开发者可以下载获取官方权重后,通过下面提供的权重转换脚本,将官方权重转换为MindSpore权重;或直接使用MindFormers提供的已转换权重

  1. 使用官方权重进行转换 官方盘古Alpha权重下载

    下载清单:xxB_part0-4.tar,xxB_xxx_embedding.npy,pangu_alpha_xxB_ckpt_strategy.ckpt 需要全部下载xxB_part0-4.tar4个压缩包(解压后共有512个ckpt文件),3个不同的embedding.npy,以及对应参数的strategy.ckpt文件。

    下载完成后,首先解压4个压缩包到同一个文件夹path/to/512ckpt

    然后把3个不同的embedding.npy放置于同一个文件夹path/to/embedding_dir

    以上两个文件夹可以相同。

    然后运行如下转换脚本,将官方盘古Alpha的权重转换为完整的ckpt权重。

    python mindformers/models/pangualpha/convert_weight.py --config_path_or_name path/to/config --official_strategy_path path/to/pangu_alpha_13B_cktp_strategy.ckpt --official_ckpt_dir path/to/512ckpt --official_npy_dir path/to/embedding_dir --ckpt_save_path path/to/pangualpha.ckpt
    
    # 参数说明
    config_path_or_name: 需要转换的模型配置文件,例如:'pangualpha_13b'或者 'path/to/run_pangualpha_13b.yaml'
    official_strategy_path: 官方权重的切分策略文件,例如pangu_alpha_13B_ckpt_strategy.ckpt
    official_ckpt_dir:官方权重文件夹,即path/to/512ckpt,存放了解压后的512个ckpt文件
    official_npy_dir:官方embedding文件夹,即path/to/embedding_dir,存放了3个不同的embedding.npy文件
    ckpt_save_path:你想存储最终转换完成的权重的路径以及权重名称
    
  2. 获取MindFormers提供的已转换权重 可通过from_pretrained接口下载,也可直接从下面的链接获取 MindFormers盘古Alpha2.6B权重下载

    MindFormers盘古Alpha13B权重下载

模型权重切分与合并

从hugging face或官方github仓库转换而来的权重通常是单卡权重,基于该权重进行多卡微调,评测,推理,涉及ckpt从单机策略到分布式策略的切换。
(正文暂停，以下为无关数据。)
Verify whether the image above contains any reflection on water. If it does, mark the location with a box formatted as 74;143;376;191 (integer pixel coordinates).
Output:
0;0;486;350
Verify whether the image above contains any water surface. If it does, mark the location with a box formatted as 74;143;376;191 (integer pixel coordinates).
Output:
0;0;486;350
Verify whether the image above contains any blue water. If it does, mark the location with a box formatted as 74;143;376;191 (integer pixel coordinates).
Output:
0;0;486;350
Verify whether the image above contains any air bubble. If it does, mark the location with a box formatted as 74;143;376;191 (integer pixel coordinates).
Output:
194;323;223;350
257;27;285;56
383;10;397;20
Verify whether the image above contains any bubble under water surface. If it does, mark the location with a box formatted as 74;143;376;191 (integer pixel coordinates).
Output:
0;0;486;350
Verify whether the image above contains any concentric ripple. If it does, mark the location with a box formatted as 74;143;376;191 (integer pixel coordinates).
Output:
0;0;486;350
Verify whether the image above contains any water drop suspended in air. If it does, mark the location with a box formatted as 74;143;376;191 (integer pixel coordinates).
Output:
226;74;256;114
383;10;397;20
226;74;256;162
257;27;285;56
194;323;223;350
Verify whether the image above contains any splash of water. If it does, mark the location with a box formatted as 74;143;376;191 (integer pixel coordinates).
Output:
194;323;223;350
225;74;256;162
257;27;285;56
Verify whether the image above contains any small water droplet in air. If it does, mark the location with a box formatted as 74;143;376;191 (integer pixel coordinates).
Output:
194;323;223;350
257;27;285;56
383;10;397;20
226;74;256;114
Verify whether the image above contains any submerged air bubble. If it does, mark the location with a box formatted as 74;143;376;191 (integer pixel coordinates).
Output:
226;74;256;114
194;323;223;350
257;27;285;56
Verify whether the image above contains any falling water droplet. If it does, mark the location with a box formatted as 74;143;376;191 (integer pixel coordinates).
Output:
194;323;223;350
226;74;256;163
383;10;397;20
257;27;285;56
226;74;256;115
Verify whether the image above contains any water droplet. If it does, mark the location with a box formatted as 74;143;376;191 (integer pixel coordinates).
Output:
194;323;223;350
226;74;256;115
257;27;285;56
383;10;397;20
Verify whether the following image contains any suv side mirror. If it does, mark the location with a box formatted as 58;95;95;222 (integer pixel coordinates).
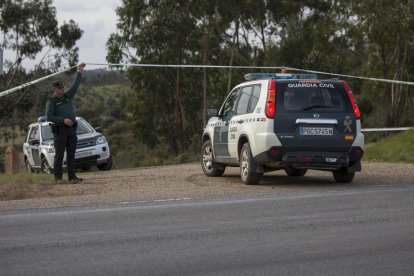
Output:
207;108;218;118
29;139;40;146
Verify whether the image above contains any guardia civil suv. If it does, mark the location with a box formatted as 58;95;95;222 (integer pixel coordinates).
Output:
201;73;364;184
23;117;112;173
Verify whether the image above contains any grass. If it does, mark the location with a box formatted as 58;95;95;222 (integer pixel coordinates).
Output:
364;129;414;163
0;173;55;200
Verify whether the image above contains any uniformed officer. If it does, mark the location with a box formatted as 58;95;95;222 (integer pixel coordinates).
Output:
46;63;85;183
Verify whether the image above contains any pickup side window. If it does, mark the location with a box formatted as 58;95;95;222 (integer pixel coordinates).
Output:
29;126;40;141
236;86;252;115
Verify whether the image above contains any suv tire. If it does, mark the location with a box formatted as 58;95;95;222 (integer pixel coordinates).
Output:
240;143;263;185
285;167;308;177
332;167;355;183
97;155;113;171
24;158;34;173
41;156;53;174
201;140;226;177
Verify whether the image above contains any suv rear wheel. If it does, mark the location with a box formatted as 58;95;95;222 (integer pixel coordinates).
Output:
201;140;225;176
97;155;113;171
41;156;53;174
24;158;34;173
240;143;263;185
332;167;355;183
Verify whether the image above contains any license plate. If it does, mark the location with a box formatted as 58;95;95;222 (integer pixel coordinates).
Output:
75;151;92;158
299;127;333;136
通常训练采用分布式训练,基于该权重进行评测,推理多采用单卡,涉及ckpt从分布式策略到单机策略的切换。

以上涉及到ckpt的单卡,多卡转换,详细教程请参考特性文档模型权重切分与合并

基于API的快速使用

基于AutoClass的快速使用

可以使用AutoClass接口,通过模型名称获取相应的model/preprocess/tokenizer等实例,并自动下载并加载权重

from_pretrained() 接口会自动从云上下载预训练的模型,存储路径:mindformers/checkpoint_download/pangualpha

import mindspore
from mindformers import AutoModel, AutoTokenizer

# 指定图模式,指定使用训练卡id
mindspore.set_context(mode=0, device_id=0)
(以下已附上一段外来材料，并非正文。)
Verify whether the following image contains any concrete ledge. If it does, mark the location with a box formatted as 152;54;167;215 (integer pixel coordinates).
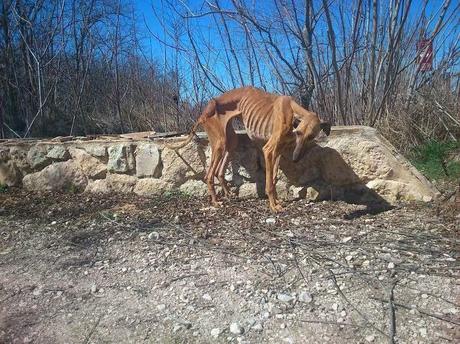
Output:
0;126;439;203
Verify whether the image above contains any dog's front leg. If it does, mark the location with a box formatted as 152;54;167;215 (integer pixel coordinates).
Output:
263;142;283;212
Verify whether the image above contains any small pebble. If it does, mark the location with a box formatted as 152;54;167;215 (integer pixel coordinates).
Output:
211;327;222;338
277;294;295;302
366;334;375;343
230;323;244;334
265;217;276;225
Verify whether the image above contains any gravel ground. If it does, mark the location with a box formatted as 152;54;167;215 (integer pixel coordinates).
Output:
0;189;460;343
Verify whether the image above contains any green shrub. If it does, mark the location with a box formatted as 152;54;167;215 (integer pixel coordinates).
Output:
410;140;460;180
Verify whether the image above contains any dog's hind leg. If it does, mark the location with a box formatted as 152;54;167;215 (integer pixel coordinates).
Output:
216;123;238;198
205;143;225;206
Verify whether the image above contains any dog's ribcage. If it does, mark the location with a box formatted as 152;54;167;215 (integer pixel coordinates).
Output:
238;95;275;141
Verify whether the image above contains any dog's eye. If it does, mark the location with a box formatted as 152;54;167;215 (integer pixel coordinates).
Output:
292;118;300;129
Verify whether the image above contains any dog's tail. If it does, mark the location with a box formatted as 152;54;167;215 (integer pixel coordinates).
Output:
291;99;317;119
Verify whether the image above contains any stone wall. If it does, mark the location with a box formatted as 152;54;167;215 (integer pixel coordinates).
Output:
0;126;438;203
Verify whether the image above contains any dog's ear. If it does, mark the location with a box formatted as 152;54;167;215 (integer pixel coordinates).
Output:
320;122;331;136
292;114;301;130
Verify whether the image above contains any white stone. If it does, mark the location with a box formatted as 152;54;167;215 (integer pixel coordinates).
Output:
299;291;313;303
211;327;222;338
276;293;295;302
135;143;160;178
179;179;208;197
365;334;375;343
106;173;138;193
69;148;107;179
230;322;244;334
22;160;88;191
46;145;70;161
107;144;130;173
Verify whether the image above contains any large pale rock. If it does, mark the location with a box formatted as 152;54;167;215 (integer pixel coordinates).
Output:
134;178;173;197
8;145;31;175
281;126;439;203
161;141;206;186
69;148;107;179
82;143;107;159
46;145;70;161
135;143;161;178
22;160;88;191
179;180;208;197
85;179;111;194
0;160;22;186
105;173;137;193
27;145;52;170
107;143;135;173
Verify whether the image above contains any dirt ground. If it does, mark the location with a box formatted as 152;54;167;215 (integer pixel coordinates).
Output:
0;189;460;343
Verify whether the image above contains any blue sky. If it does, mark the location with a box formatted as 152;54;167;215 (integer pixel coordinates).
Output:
136;0;460;97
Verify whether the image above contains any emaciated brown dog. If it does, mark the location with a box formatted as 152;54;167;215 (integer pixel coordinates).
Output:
170;87;331;212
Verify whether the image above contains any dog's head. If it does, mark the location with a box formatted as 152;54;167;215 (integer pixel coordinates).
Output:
292;112;331;162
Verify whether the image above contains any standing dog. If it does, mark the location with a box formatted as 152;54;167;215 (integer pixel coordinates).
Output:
170;87;331;212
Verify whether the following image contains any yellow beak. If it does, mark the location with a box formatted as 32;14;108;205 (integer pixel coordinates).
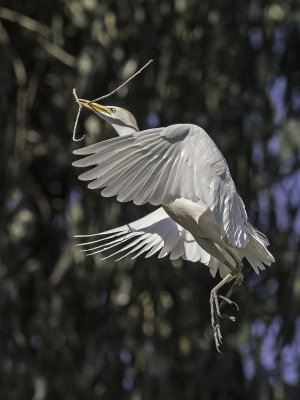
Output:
79;99;112;114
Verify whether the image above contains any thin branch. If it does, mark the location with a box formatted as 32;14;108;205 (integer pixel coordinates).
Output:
73;60;153;142
88;60;153;103
73;88;85;142
0;7;76;68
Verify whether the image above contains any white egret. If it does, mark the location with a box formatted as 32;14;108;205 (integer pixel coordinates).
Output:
73;100;274;350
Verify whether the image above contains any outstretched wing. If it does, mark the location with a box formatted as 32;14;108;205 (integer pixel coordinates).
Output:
73;124;248;247
76;207;220;274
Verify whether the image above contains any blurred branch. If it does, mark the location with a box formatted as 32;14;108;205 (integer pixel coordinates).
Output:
0;7;51;37
38;38;76;68
0;7;76;67
0;22;27;87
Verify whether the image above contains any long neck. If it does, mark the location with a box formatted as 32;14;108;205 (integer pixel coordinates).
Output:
101;112;139;136
108;121;139;136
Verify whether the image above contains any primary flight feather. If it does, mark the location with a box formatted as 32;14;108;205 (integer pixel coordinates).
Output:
73;100;274;348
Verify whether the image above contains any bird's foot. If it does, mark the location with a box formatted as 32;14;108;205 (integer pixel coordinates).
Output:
210;275;239;353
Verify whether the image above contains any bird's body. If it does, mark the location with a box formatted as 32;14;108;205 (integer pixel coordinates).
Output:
73;100;274;347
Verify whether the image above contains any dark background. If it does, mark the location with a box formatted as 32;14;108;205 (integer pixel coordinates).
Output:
0;0;300;400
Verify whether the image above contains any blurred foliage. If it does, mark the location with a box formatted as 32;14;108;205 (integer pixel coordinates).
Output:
0;0;300;400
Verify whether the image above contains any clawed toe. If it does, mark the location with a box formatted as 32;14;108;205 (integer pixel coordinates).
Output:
210;289;239;353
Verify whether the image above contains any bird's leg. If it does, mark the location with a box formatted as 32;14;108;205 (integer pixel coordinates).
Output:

tokenizer = AutoTokenizer.from_pretrained('pangualpha_2_6b')
model = AutoModel.from_pretrained('pangualpha_2_6b')

inputs = tokenizer("上联:欢天喜地度佳节 下联:")
outputs = model.generate(inputs["input_ids"], max_length=100)
response = tokenizer.decode(outputs)[0]
print(response)
# 上联:欢天喜地度佳节 下联:笑逐颜开迎佳期 横批:幸福快乐<eot>'

注:快速使用仅限单卡,该示例支持2.6B和13B模型。 注:多卡请参考基于generate的推理

基于Trainer的快速训练,微调,评测,推理

import mindspore
from mindformers.trainer import Trainer

# 指定图模式,指定使用训练卡id
mindspore.set_context(mode=0, device_id=0)

# 初始化预训练任务
trainer = Trainer(task='text_generation',
                  model='pangualpha_2_6b',
                  train_dataset='path/to/train_dataset',
                  eval_dataset='path/to/eval_dataset')

# 开启预训练
trainer.train()

# 开启全量微调
trainer.finetune()

# 开启评测
trainer.evaluate()

# 开启推理
predict_result = trainer.predict(input_data="上联:欢天喜地度佳节 下联:")
# output result is: [{'text_generation_text': ['上联:欢天喜地度佳节 下联:笑逐颜开迎佳期 横批:幸福快乐<eot>']}]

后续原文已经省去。